Compute the total surface area of the remaining part of a solid ball of radius 11 after a cylindrical hole of radius 8 is drilled through the center of the ball.
Change to cylindrical coordinates:
$x^2+y^2+z^2=11^2$ , thus $z=\sqrt{121-x^2-y^2}=\sqrt{121-r^2}$
$SA=\int\int_R \sqrt{1+(\partial{z}/\partial{x})^2+(\partial{z}/\partial{y})^2}dA$
Here $(\partial{z}/\partial{x})=(121-x^2-y^2)^{-1/2}(-2x)=(-2x)(121-r^2)^{-1/2}$
and $(\partial{z}/\partial{y})=(121-x^2-y^2)^{-1/2}(-2y)=(-2y)(121-r^2)^{-1/2}$
$(\partial{z}/\partial{x})^2+(\partial{z}/\partial{y})^2=(4r^2)/(121-r^2)$
$SA=\int_0^{2\pi}\int_8^{11}\sqrt{1+(\partial{z}/\partial{x})^2+(\partial{z}/\partial{y})^2}rdrd\theta$
$=\int_0^{2\pi}\int_8^{11}\sqrt{1+(4r^2)/(121-r^2)}rdrd\theta$
which is some trig integral that I would rather not do, so at this point I passed it off to Wolfram Alpha's double integral widget http://www.wolframalpha.com/widget/widgetPopup.jsp?p=v&id=f45d619ba0a669dc4191493d49ac4898&title=Double+Integral+Calculator&theme=blue using $x$ as $r$ and $y$ as $\theta$, and using the following equation for $f(x,y)$:
x(1+4x^2/(121-x^2))^(1/2)
, using the "dxdy" method, $x$ going from 8 to 11, $y$ going from 0 to 2*pi. This gives me the answer 978.405, which of course is just the top ($z$-positive) half of the surface, so multiply by 2 to get 1956.81.

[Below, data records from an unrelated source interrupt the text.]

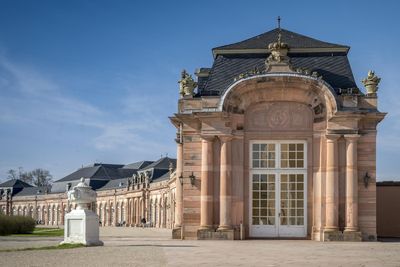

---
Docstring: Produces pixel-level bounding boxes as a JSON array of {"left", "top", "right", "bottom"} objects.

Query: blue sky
[{"left": 0, "top": 0, "right": 399, "bottom": 181}]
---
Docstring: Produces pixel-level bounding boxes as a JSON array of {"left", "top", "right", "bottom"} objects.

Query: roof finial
[
  {"left": 277, "top": 16, "right": 282, "bottom": 44},
  {"left": 277, "top": 16, "right": 281, "bottom": 31}
]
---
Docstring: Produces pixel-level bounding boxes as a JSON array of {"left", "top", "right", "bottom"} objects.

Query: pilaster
[{"left": 323, "top": 134, "right": 340, "bottom": 238}]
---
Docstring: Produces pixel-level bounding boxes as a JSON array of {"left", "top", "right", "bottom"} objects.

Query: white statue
[{"left": 61, "top": 178, "right": 103, "bottom": 246}]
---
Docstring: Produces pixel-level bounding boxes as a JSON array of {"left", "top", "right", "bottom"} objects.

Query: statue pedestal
[
  {"left": 61, "top": 209, "right": 103, "bottom": 246},
  {"left": 61, "top": 177, "right": 103, "bottom": 246}
]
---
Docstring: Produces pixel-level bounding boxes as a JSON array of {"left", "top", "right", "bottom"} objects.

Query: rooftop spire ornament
[
  {"left": 277, "top": 16, "right": 281, "bottom": 30},
  {"left": 265, "top": 16, "right": 292, "bottom": 72}
]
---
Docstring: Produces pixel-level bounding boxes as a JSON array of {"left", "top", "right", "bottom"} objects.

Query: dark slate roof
[
  {"left": 56, "top": 165, "right": 102, "bottom": 182},
  {"left": 141, "top": 157, "right": 176, "bottom": 171},
  {"left": 7, "top": 157, "right": 177, "bottom": 196},
  {"left": 13, "top": 186, "right": 47, "bottom": 197},
  {"left": 152, "top": 170, "right": 170, "bottom": 182},
  {"left": 51, "top": 179, "right": 109, "bottom": 193},
  {"left": 213, "top": 28, "right": 348, "bottom": 51},
  {"left": 198, "top": 28, "right": 356, "bottom": 96},
  {"left": 56, "top": 163, "right": 129, "bottom": 183},
  {"left": 199, "top": 53, "right": 356, "bottom": 96},
  {"left": 123, "top": 161, "right": 153, "bottom": 170},
  {"left": 0, "top": 179, "right": 33, "bottom": 188},
  {"left": 98, "top": 178, "right": 128, "bottom": 191}
]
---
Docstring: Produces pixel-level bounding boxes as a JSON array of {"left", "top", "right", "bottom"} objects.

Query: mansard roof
[
  {"left": 213, "top": 28, "right": 349, "bottom": 55},
  {"left": 3, "top": 157, "right": 177, "bottom": 196},
  {"left": 0, "top": 179, "right": 33, "bottom": 188},
  {"left": 56, "top": 163, "right": 134, "bottom": 183},
  {"left": 123, "top": 161, "right": 153, "bottom": 170},
  {"left": 140, "top": 157, "right": 176, "bottom": 171},
  {"left": 96, "top": 157, "right": 176, "bottom": 190},
  {"left": 198, "top": 28, "right": 356, "bottom": 96},
  {"left": 13, "top": 186, "right": 47, "bottom": 197},
  {"left": 98, "top": 177, "right": 129, "bottom": 190}
]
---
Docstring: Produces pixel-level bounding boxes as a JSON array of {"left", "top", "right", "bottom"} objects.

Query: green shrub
[{"left": 0, "top": 215, "right": 35, "bottom": 235}]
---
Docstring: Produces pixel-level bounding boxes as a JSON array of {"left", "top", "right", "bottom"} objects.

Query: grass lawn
[{"left": 12, "top": 227, "right": 64, "bottom": 237}]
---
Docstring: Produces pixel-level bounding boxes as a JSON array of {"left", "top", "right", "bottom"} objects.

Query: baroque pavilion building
[
  {"left": 0, "top": 26, "right": 389, "bottom": 242},
  {"left": 171, "top": 26, "right": 386, "bottom": 241}
]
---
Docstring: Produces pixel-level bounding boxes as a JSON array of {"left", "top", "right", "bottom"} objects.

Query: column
[
  {"left": 132, "top": 198, "right": 136, "bottom": 225},
  {"left": 158, "top": 201, "right": 162, "bottom": 227},
  {"left": 61, "top": 204, "right": 65, "bottom": 225},
  {"left": 325, "top": 134, "right": 340, "bottom": 231},
  {"left": 344, "top": 134, "right": 360, "bottom": 232},
  {"left": 218, "top": 136, "right": 232, "bottom": 230},
  {"left": 142, "top": 197, "right": 146, "bottom": 223},
  {"left": 200, "top": 136, "right": 214, "bottom": 229},
  {"left": 174, "top": 141, "right": 183, "bottom": 228},
  {"left": 45, "top": 205, "right": 49, "bottom": 225},
  {"left": 34, "top": 198, "right": 38, "bottom": 221},
  {"left": 108, "top": 201, "right": 112, "bottom": 226},
  {"left": 137, "top": 199, "right": 140, "bottom": 225},
  {"left": 127, "top": 199, "right": 131, "bottom": 226},
  {"left": 113, "top": 204, "right": 117, "bottom": 226}
]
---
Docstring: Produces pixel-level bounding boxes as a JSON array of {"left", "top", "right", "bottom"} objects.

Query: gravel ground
[{"left": 1, "top": 227, "right": 400, "bottom": 267}]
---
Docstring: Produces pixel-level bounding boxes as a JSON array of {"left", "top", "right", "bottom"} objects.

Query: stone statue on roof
[
  {"left": 361, "top": 70, "right": 381, "bottom": 95},
  {"left": 267, "top": 33, "right": 289, "bottom": 64},
  {"left": 178, "top": 70, "right": 197, "bottom": 97},
  {"left": 265, "top": 29, "right": 293, "bottom": 73}
]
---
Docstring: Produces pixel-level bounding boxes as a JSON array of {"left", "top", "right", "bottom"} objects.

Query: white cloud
[{"left": 0, "top": 56, "right": 176, "bottom": 156}]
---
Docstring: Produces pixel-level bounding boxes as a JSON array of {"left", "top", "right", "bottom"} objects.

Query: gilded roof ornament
[
  {"left": 265, "top": 16, "right": 293, "bottom": 72},
  {"left": 178, "top": 69, "right": 197, "bottom": 98},
  {"left": 361, "top": 70, "right": 381, "bottom": 95}
]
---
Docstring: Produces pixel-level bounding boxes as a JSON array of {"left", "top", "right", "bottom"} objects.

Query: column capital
[
  {"left": 325, "top": 134, "right": 341, "bottom": 142},
  {"left": 218, "top": 135, "right": 233, "bottom": 143},
  {"left": 344, "top": 134, "right": 361, "bottom": 142},
  {"left": 200, "top": 135, "right": 216, "bottom": 142}
]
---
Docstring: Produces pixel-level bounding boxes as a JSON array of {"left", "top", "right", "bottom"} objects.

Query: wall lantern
[
  {"left": 364, "top": 172, "right": 371, "bottom": 188},
  {"left": 179, "top": 173, "right": 196, "bottom": 186},
  {"left": 189, "top": 172, "right": 196, "bottom": 186}
]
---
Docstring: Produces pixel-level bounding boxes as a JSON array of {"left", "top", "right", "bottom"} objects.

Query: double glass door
[{"left": 250, "top": 141, "right": 307, "bottom": 238}]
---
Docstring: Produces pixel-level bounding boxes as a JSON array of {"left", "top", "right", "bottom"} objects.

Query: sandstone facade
[
  {"left": 170, "top": 28, "right": 385, "bottom": 241},
  {"left": 0, "top": 158, "right": 177, "bottom": 230}
]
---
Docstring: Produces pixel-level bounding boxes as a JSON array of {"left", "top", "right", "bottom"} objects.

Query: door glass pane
[
  {"left": 280, "top": 173, "right": 305, "bottom": 227},
  {"left": 252, "top": 173, "right": 275, "bottom": 225},
  {"left": 280, "top": 143, "right": 305, "bottom": 169},
  {"left": 252, "top": 143, "right": 276, "bottom": 168}
]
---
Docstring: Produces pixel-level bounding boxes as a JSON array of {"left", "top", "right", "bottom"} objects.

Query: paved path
[{"left": 1, "top": 227, "right": 400, "bottom": 266}]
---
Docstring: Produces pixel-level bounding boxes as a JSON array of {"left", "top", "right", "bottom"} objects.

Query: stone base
[
  {"left": 322, "top": 229, "right": 363, "bottom": 242},
  {"left": 62, "top": 209, "right": 103, "bottom": 246},
  {"left": 322, "top": 229, "right": 343, "bottom": 241},
  {"left": 197, "top": 228, "right": 234, "bottom": 240},
  {"left": 172, "top": 227, "right": 183, "bottom": 239},
  {"left": 344, "top": 231, "right": 362, "bottom": 242}
]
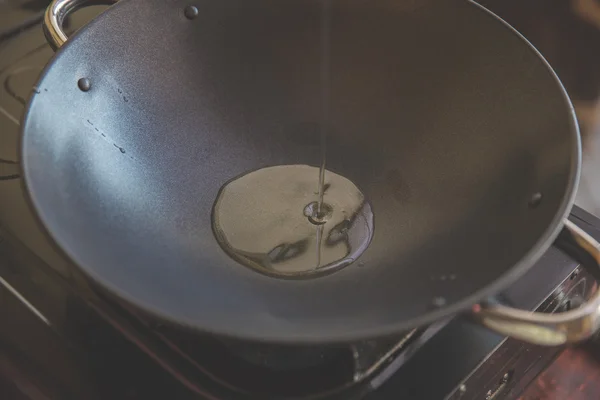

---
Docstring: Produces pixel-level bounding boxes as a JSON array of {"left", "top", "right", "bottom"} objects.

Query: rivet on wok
[
  {"left": 184, "top": 5, "right": 199, "bottom": 19},
  {"left": 77, "top": 78, "right": 91, "bottom": 92},
  {"left": 528, "top": 192, "right": 543, "bottom": 208}
]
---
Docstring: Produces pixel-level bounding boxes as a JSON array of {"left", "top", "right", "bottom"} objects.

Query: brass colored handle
[
  {"left": 43, "top": 0, "right": 118, "bottom": 51},
  {"left": 473, "top": 219, "right": 600, "bottom": 346}
]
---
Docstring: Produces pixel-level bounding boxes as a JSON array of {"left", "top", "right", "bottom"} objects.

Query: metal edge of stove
[
  {"left": 0, "top": 267, "right": 98, "bottom": 400},
  {"left": 444, "top": 264, "right": 593, "bottom": 400}
]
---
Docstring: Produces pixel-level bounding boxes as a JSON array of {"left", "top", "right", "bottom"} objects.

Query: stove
[{"left": 0, "top": 2, "right": 598, "bottom": 399}]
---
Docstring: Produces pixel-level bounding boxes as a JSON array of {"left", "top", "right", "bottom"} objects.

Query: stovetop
[{"left": 0, "top": 2, "right": 598, "bottom": 399}]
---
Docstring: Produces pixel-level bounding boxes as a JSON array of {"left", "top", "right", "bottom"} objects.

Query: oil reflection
[{"left": 212, "top": 165, "right": 373, "bottom": 278}]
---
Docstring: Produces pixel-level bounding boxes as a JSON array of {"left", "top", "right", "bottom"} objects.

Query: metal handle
[
  {"left": 473, "top": 219, "right": 600, "bottom": 346},
  {"left": 43, "top": 0, "right": 118, "bottom": 50}
]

But, homework says answer isn't right. It all looks right to me, where did I go wrong?
Best Answer
Where you've gone wrong in your work so far is that $\partial z/\partial x$ and $\partial z/\partial y$ are missing factors of $1/2$.
Furthermore, what you're trying to calculate above is the area of the exterior of the sphere that remains after drilling out the hole (and the result you get is larger than total surface area, so cannot be correct). But to answer the question you'll also need to include the area of the surface of the interior of the sphere exposed by drilling out the hole.